New York Mets
- Pitcher
- Born: August 22, 1994 (age 32) Raleigh, North Carolina, U.S.
- Bats: RightThrows: Right

= Bryce Conley =

American baseball player (born 1992)

Bryce Blackwell Conley (born August 22, 1994) is an American professional baseball pitcher in the New York Mets organization. He is currently a phantom ballplayer, having spent two days on the Mets' active roster without making an appearance.

==Career==
===Oakland Athletics===
Conley was selected by the Oakland Athletics in the 22nd round (with the 651st overall selection) of the 2017 Major League Baseball draft. He made his professional debut with the Low–A Vermont Lake Monsters, registering an 0–3 record and 6.12 ERA with 28 strikeouts over 15 games. On April 12, 2018, while playing for the Single–A Beloit Snappers, Conley was the starting pitcher of a no-hitter against the Burlington Bees; Conley tossed the first six innings, and was relieved by Ty Damron and Josh Reagan. He made 20 total appearances (including 16 starts) for Beloit, compiling a 3–7 record and 4.46 ERA with 98 strikeouts across 84 2/3 innings pitched.

On July 22, 2019, Conley was the starting pitcher of another combined no-hitter, against the Rancho Cucamonga Quakes; he tossed the first six innings of the game before being relieved by Eric Marinez and Jake Bray. In 2019, Conley made 25 appearances (19 starts) split between Beloit and the High–A Stockton Ports, accumulating a 6–5 record and 3.43 ERA with 98 strikeouts across 102 1/3 innings pitched. He did not play in a game in 2020 due to the cancellation of the minor league season because of the COVID–19 pandemic.

Conley returned to action in 2021 with the Double–A Midland RockHounds, logging a 5–5 record and 4.39 ERA with 88 strikeouts in 94 1/3 innings pitched across 29 appearances (including 14 starts). He split the 2022 season between Midland and the Triple–A Las Vegas Aviators. In 41 appearances out of the bullpen for the two affiliates, Conley posted a combined 2–5 record and 4.88 ERA with 55 strikeouts and four saves across 55 1/3 innings pitched.

Conley split the 2023 campaign between Las Vegas and the rookie–level Arizona Complex League Athletics, posting a cumulative 1–0 record and 5.91 ERA with 11 strikeouts spanning seven appearances (including one start).

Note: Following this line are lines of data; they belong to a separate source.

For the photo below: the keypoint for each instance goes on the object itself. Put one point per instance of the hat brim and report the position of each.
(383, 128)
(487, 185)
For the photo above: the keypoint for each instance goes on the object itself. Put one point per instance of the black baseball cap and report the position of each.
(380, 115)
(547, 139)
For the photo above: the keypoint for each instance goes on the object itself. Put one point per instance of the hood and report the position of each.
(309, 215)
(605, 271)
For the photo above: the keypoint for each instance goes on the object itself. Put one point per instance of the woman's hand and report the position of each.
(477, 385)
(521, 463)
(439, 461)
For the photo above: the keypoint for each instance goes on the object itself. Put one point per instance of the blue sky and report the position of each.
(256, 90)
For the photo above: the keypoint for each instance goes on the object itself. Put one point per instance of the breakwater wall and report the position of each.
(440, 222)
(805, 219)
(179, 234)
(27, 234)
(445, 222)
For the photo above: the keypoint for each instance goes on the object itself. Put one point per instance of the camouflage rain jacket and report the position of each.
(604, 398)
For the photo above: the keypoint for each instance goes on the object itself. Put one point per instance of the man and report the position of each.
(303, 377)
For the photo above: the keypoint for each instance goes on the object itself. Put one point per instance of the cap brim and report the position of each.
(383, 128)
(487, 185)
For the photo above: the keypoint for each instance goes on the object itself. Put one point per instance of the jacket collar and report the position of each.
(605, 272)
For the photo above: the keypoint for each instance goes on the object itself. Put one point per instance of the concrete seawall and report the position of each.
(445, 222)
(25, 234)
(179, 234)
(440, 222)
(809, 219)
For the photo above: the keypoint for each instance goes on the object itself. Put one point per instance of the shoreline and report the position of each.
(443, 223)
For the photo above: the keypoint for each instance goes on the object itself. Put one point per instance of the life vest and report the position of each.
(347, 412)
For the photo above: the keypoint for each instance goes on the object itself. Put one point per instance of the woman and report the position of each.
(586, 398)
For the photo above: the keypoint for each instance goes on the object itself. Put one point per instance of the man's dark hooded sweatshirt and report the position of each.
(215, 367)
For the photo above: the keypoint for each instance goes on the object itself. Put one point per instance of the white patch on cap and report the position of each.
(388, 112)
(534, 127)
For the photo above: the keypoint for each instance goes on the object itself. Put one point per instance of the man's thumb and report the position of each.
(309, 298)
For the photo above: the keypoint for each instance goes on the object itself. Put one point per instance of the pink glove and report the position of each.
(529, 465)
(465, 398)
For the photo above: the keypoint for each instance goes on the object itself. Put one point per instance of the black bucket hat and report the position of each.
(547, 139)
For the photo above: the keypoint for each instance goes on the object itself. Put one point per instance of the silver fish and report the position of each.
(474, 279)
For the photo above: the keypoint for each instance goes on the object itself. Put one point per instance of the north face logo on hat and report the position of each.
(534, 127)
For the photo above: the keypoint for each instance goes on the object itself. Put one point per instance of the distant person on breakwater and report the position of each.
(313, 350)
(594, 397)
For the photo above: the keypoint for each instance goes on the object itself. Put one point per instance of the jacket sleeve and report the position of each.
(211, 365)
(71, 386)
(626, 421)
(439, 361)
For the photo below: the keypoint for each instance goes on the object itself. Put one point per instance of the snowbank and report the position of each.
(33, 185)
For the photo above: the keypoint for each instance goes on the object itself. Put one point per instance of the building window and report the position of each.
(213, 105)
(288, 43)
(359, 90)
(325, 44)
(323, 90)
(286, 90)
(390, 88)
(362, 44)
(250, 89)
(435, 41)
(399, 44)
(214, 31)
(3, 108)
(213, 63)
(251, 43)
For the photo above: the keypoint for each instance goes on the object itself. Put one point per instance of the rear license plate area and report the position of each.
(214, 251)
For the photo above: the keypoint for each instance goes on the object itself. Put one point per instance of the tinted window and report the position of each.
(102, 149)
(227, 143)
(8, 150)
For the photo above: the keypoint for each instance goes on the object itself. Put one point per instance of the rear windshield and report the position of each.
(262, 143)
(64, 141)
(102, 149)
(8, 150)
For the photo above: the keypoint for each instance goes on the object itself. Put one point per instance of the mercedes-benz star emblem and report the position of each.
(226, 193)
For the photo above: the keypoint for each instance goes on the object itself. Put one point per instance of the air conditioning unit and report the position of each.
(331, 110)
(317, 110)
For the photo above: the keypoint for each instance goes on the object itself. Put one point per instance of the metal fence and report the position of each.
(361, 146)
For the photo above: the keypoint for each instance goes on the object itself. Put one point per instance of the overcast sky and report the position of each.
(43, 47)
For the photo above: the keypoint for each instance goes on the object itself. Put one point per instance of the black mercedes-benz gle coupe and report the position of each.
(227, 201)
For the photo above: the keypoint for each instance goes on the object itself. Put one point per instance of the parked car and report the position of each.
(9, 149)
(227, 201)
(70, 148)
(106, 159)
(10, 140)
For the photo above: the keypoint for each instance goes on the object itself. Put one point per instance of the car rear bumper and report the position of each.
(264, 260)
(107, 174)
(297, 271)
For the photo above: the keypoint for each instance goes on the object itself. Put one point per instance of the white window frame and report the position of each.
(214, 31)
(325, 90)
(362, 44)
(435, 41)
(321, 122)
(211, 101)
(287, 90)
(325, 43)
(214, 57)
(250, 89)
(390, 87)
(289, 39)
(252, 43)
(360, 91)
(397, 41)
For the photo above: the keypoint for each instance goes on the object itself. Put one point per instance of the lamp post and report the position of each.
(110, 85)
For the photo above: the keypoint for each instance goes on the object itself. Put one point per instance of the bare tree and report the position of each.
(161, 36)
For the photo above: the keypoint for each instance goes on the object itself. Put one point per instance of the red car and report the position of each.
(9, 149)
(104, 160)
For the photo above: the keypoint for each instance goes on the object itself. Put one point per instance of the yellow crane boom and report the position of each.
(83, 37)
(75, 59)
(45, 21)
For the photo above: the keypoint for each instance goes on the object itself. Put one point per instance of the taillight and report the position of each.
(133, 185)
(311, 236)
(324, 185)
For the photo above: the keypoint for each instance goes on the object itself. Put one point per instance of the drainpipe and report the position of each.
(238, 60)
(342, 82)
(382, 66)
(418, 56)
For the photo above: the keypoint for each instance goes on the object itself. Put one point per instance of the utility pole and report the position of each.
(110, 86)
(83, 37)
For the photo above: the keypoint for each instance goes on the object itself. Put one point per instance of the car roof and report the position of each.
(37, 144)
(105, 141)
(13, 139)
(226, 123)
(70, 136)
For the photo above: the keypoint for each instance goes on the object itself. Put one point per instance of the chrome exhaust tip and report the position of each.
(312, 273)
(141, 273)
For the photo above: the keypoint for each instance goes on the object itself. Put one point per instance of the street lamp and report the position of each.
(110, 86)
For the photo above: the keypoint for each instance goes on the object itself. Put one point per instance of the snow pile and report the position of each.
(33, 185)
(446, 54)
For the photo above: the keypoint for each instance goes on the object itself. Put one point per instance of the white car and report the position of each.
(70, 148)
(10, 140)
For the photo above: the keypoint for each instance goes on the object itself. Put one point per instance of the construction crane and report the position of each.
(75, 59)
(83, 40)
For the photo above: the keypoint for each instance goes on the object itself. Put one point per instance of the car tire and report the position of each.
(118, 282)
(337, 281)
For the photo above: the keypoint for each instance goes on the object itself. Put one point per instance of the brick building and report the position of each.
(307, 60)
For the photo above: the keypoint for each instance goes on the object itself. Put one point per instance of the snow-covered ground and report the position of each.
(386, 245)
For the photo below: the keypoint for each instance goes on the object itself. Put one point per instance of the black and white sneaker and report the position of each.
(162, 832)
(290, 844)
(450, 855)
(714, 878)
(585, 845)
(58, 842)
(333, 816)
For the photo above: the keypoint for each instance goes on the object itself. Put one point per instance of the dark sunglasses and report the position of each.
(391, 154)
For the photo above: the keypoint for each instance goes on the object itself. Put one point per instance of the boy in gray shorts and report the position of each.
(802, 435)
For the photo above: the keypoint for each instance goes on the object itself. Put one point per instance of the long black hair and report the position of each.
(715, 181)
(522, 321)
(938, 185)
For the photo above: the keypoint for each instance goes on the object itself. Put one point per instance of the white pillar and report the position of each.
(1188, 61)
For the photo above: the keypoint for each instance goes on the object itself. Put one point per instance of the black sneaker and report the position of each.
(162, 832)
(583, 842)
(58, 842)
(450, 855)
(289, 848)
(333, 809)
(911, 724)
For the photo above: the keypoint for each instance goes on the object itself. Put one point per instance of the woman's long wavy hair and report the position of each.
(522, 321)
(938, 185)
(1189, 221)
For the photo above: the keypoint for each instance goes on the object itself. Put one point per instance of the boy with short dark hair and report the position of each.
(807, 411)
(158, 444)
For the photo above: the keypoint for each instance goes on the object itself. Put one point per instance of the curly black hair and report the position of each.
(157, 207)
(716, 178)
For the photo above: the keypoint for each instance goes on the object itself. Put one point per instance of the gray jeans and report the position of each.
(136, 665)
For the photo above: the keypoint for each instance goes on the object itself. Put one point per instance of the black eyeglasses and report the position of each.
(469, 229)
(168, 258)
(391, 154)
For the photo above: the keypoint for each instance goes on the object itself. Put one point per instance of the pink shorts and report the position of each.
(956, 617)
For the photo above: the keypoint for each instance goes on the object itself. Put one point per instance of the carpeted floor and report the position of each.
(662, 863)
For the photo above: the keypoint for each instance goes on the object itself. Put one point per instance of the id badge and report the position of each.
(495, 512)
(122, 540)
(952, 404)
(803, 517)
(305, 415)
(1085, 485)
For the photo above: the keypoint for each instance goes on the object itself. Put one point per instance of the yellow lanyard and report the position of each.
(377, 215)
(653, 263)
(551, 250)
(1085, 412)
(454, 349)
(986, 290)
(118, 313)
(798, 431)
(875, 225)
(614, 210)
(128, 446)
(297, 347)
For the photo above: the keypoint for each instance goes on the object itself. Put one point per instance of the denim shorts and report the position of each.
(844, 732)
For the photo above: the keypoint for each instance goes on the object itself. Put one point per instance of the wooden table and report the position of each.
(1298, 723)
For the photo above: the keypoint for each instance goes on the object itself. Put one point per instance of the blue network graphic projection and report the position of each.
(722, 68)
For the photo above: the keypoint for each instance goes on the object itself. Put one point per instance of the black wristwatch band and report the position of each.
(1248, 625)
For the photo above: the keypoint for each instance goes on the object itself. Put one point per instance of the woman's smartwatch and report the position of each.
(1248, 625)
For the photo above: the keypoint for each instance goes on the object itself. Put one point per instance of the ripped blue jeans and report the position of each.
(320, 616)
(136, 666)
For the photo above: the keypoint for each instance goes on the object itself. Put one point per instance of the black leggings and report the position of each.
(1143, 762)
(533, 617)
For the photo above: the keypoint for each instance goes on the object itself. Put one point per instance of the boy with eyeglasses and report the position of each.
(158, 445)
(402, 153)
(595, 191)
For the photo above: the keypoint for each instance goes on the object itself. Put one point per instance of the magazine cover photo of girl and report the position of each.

He elected free agency following the season on November 6, 2023.

===Charros de Jalisco===
On April 16, 2025, after a year of inactivity, Conley signed with the Charros de Jalisco of the Mexican League. Conley made three starts for the Charros, compiling a 1–0 record and 2.03 ERA with 14 strikeouts across 13 1/3 innings pitched.

===Washington Nationals===
On May 13, 2025, Conley signed a minor league contract with the Washington Nationals organization. He made 23 appearances (including 22 starts) split between the Double–A Harrisburg Senators and Triple–A Rochester Red Wings, logging a cumulative 4–8 record and 5.01 ERA with 107 strikeouts across 118 2/3 innings pitched. Conley elected free agency following the season on November 6.

===New York Mets===
On February 20, 2026, Conley signed a minor league contract with the New York Mets. He made 20 appearances (18 starts) split between the Double–A Binghamton Rumble Ponies and Triple–A Syracuse Mets, accumulating a 2–6 record and 5.89 ERA with 90 strikeouts across 91 2/3 innings pitched. On August 2, Conley was selected to the 40-man roster and promoted to the major leagues for the first time. However, he was designated for assignment on August 4 without having pitched in a game, making him a phantom ballplayer as of that day. Conley cleared waivers and was sent outright to Double–A Binghamton on August 6.